Epigenetics — chemical modifications to DNA and its associated proteins that affect gene expression without changing the DNA sequence — has revealed a layer of biochemical regulation that was largely invisible 30 years ago. DNA methylation, histone modification, and chromatin remodeling control which genes are active in which cells, and disruptions in epigenetic regulation are implicated in cancer, aging, and developmental disorders.

The field keeps expanding because life keeps revealing new layers of chemical complexity. Every time biochemists think they’ve mapped a complete pathway, they discover regulatory mechanisms, feedback loops, or cross-talk with other pathways that they hadn’t suspected. It’s frustrating and exhilarating in roughly equal measure — the molecular machinery of life is both more elegant and more tangled than anyone imagined.

Frequently Asked Questions

What's the difference between biochemistry and molecular biology?

The two fields overlap heavily, but biochemistry traditionally focuses on the chemistry of biomolecules — their structures, reactions, and metabolic pathways. Molecular biology focuses more on how genetic information flows from DNA to RNA to protein and how gene expression is regulated. In practice, the boundary has blurred so much that many departments combine them, and researchers in both fields use similar techniques.

What do biochemists do?

Biochemists work in pharmaceutical research (designing drugs that target specific molecular pathways), medical diagnostics (developing blood tests and biomarkers), agricultural science (engineering crop resistance), forensic science (DNA analysis), food science, and academic research. About 40% work in pharmaceutical and biotechnology companies, 30% in academic or government research labs, and the rest in hospitals, forensic labs, and industry.

Is biochemistry harder than biology or chemistry?

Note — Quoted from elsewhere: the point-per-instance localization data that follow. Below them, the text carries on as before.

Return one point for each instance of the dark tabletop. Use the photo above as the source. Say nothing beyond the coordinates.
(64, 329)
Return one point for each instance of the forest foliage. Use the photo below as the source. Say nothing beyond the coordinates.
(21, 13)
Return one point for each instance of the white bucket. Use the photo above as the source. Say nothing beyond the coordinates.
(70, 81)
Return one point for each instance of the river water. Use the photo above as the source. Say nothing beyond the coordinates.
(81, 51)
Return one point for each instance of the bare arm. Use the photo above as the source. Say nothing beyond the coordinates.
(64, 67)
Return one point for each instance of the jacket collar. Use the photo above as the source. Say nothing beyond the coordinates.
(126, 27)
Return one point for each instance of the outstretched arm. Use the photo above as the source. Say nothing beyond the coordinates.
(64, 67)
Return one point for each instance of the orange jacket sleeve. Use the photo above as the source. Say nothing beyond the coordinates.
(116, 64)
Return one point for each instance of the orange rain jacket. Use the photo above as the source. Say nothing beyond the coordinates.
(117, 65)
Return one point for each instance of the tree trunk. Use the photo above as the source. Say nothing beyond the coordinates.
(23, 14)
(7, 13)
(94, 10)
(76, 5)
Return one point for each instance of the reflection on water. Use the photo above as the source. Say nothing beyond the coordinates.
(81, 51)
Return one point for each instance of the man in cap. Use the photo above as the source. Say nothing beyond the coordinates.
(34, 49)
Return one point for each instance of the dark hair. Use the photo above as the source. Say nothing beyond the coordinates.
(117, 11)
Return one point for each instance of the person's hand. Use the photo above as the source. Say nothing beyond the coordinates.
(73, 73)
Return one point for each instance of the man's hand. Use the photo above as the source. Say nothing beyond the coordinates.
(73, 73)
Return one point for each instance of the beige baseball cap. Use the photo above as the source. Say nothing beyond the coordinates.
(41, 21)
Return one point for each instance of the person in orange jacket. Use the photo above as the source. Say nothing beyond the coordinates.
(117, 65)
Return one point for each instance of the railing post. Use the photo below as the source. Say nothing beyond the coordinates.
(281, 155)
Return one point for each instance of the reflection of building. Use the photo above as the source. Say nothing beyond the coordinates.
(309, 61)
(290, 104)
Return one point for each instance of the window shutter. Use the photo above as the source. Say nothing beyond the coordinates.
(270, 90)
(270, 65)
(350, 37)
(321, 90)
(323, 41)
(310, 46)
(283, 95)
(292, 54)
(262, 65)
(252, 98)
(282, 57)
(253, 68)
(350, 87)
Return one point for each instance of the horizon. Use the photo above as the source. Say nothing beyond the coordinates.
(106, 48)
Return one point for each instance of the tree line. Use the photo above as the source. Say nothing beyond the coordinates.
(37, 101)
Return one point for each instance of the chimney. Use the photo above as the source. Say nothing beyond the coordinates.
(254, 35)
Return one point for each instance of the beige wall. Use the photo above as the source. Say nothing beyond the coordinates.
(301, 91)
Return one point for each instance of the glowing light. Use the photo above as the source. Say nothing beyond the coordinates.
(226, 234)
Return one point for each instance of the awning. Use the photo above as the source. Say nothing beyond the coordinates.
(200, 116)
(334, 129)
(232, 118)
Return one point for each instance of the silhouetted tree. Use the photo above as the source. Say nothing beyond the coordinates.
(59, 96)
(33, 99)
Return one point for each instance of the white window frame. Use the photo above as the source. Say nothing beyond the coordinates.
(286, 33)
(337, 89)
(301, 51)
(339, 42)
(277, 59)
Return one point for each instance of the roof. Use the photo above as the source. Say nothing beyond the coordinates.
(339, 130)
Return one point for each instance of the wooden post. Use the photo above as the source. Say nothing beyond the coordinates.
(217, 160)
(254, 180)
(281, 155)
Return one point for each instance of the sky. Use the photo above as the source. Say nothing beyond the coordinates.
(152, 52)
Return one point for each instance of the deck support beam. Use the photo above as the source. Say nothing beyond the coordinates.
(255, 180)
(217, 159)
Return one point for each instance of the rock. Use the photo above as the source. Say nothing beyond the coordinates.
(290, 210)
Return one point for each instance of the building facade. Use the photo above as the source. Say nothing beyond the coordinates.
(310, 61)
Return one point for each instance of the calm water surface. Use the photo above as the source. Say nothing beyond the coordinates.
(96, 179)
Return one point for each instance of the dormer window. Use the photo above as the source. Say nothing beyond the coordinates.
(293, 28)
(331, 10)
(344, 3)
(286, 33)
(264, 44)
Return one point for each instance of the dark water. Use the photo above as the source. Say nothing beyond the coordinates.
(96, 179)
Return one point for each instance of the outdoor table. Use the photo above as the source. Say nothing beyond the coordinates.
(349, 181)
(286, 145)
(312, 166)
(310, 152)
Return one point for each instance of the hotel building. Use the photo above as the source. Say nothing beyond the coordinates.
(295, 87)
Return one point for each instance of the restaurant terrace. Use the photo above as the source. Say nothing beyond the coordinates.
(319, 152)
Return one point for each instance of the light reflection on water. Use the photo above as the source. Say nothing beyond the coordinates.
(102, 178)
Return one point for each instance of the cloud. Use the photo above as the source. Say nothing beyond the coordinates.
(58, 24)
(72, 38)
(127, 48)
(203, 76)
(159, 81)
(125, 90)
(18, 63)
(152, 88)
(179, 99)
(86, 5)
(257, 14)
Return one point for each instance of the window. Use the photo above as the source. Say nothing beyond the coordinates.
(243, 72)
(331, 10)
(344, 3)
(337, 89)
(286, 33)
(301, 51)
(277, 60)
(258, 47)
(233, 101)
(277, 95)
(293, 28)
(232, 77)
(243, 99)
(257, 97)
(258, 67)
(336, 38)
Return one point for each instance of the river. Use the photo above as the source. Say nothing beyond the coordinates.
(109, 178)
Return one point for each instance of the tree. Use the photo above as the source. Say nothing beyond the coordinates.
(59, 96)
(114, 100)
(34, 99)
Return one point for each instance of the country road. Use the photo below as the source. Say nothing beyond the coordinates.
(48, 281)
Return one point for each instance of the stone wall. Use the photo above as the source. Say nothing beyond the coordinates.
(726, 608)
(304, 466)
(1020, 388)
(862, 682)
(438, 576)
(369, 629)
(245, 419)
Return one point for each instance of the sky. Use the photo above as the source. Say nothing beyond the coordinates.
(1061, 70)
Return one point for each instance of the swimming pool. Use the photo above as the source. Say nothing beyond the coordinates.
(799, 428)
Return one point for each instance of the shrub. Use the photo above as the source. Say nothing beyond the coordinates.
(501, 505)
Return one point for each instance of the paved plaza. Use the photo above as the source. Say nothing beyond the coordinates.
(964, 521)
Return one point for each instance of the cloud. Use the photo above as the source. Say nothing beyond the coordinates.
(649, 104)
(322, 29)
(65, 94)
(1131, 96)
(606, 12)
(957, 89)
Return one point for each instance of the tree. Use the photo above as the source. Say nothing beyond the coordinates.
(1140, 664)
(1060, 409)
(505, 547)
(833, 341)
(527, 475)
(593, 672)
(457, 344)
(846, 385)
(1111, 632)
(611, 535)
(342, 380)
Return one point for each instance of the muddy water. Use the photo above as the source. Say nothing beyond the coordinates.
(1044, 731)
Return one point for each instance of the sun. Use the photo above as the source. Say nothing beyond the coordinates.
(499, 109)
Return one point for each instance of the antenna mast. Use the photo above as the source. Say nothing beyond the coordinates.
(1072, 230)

Biochemistry requires a strong foundation in both organic chemistry and biology, so it can feel like learning two disciplines at once. The molecular details — memorizing metabolic pathways, enzyme mechanisms, and signaling cascades — are genuinely demanding. That said, if you find the 'how does life actually work' question compelling, the material stays interesting in a way that makes the difficulty manageable.

What is an enzyme?

An enzyme is a protein (or occasionally an RNA molecule) that speeds up a specific chemical reaction without being consumed in the process. Enzymes work by lowering the activation energy required for a reaction to proceed. They're extraordinarily specific — most enzymes catalyze only one reaction or a small set of related reactions. Without enzymes, most biochemical reactions would occur too slowly to sustain life. The human body contains thousands of different enzymes.

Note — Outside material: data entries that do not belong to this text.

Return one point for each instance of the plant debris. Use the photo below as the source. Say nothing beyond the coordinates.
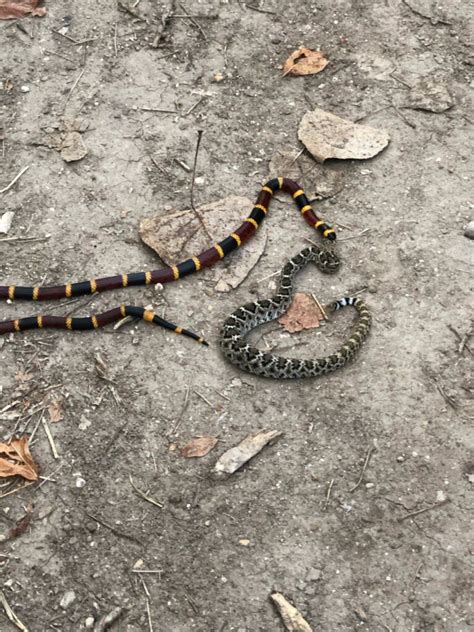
(182, 234)
(14, 9)
(328, 136)
(237, 456)
(200, 446)
(291, 617)
(304, 61)
(16, 460)
(6, 222)
(302, 314)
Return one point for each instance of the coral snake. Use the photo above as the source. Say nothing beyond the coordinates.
(167, 274)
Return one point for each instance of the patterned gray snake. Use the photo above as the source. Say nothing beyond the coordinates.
(246, 318)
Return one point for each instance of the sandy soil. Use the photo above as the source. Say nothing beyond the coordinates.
(346, 558)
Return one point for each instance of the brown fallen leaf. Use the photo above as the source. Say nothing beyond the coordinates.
(291, 617)
(199, 446)
(179, 235)
(13, 9)
(304, 61)
(233, 459)
(16, 460)
(302, 314)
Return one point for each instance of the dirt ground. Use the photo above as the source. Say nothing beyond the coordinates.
(395, 553)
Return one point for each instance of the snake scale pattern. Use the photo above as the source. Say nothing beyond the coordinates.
(251, 315)
(167, 274)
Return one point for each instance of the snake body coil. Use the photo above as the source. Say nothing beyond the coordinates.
(167, 274)
(251, 315)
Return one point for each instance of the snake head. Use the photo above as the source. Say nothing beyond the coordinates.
(328, 261)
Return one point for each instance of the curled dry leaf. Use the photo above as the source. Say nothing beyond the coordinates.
(328, 136)
(13, 9)
(304, 61)
(291, 617)
(237, 456)
(199, 446)
(16, 460)
(302, 314)
(180, 234)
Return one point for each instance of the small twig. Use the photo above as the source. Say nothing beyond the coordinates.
(144, 495)
(254, 8)
(162, 111)
(193, 107)
(118, 533)
(191, 193)
(10, 614)
(74, 86)
(320, 307)
(364, 467)
(50, 437)
(25, 239)
(328, 494)
(420, 511)
(17, 177)
(196, 24)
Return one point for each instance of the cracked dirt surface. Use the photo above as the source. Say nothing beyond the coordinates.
(348, 559)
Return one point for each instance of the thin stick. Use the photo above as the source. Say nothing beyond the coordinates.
(328, 494)
(50, 437)
(321, 308)
(74, 85)
(25, 239)
(121, 534)
(254, 8)
(9, 186)
(10, 614)
(191, 193)
(364, 467)
(196, 24)
(162, 111)
(420, 511)
(143, 495)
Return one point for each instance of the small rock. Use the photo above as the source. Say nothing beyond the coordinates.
(67, 599)
(469, 231)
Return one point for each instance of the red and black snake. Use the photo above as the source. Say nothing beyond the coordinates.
(167, 274)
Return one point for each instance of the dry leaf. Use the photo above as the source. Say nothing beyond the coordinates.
(13, 9)
(199, 446)
(328, 136)
(55, 412)
(180, 235)
(304, 61)
(16, 460)
(302, 314)
(237, 456)
(291, 617)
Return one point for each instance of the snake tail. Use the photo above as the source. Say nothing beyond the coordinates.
(205, 259)
(94, 322)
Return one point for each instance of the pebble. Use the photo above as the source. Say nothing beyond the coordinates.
(469, 232)
(68, 598)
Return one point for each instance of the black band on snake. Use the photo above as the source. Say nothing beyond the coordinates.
(243, 320)
(167, 274)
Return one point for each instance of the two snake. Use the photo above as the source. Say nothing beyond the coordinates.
(242, 321)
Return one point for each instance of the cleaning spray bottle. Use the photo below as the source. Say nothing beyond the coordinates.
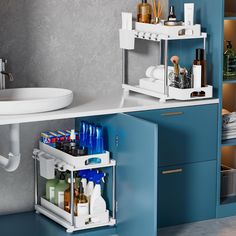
(83, 174)
(97, 203)
(50, 189)
(90, 186)
(59, 191)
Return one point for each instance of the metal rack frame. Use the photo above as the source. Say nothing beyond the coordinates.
(160, 39)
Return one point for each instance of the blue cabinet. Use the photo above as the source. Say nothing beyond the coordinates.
(187, 193)
(187, 152)
(187, 134)
(133, 144)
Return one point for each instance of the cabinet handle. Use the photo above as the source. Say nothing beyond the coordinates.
(168, 172)
(172, 113)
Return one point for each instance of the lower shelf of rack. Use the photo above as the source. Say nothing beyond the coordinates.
(63, 218)
(29, 223)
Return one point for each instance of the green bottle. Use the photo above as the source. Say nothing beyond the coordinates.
(59, 191)
(50, 190)
(229, 62)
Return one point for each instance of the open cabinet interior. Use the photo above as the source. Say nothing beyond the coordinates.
(230, 8)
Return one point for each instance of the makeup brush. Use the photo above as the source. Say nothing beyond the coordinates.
(175, 61)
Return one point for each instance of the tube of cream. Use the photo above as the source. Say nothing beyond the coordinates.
(189, 14)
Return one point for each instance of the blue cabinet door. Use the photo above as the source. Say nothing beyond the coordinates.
(186, 135)
(187, 193)
(133, 144)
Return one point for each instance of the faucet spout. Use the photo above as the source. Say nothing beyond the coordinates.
(4, 74)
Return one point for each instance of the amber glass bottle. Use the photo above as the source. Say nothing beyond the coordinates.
(67, 199)
(144, 12)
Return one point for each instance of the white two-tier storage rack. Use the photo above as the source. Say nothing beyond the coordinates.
(162, 35)
(66, 162)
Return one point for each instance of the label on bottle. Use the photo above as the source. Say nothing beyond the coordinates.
(61, 200)
(52, 194)
(83, 209)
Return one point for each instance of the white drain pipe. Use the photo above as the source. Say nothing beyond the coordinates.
(11, 163)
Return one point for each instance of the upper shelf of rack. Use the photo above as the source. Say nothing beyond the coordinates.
(159, 32)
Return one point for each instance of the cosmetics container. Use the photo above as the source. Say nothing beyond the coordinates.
(126, 21)
(189, 14)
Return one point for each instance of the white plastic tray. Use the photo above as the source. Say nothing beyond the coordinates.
(80, 162)
(58, 214)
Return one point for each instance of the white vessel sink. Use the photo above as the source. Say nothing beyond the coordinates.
(33, 100)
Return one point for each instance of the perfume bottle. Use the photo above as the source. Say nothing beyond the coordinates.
(200, 61)
(229, 61)
(172, 16)
(144, 12)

How did biochemistry lead to modern medicine?

Virtually all modern drug development is based on biochemical understanding. Knowing the molecular structure of a disease-related protein allows scientists to design drugs that bind to it and alter its function. Insulin therapy, statins for cholesterol, antiretroviral drugs for HIV, and targeted cancer therapies all emerged from biochemical research. Diagnostic tools like blood glucose monitors, pregnancy tests, and PCR-based pathogen detection are also biochemistry applications.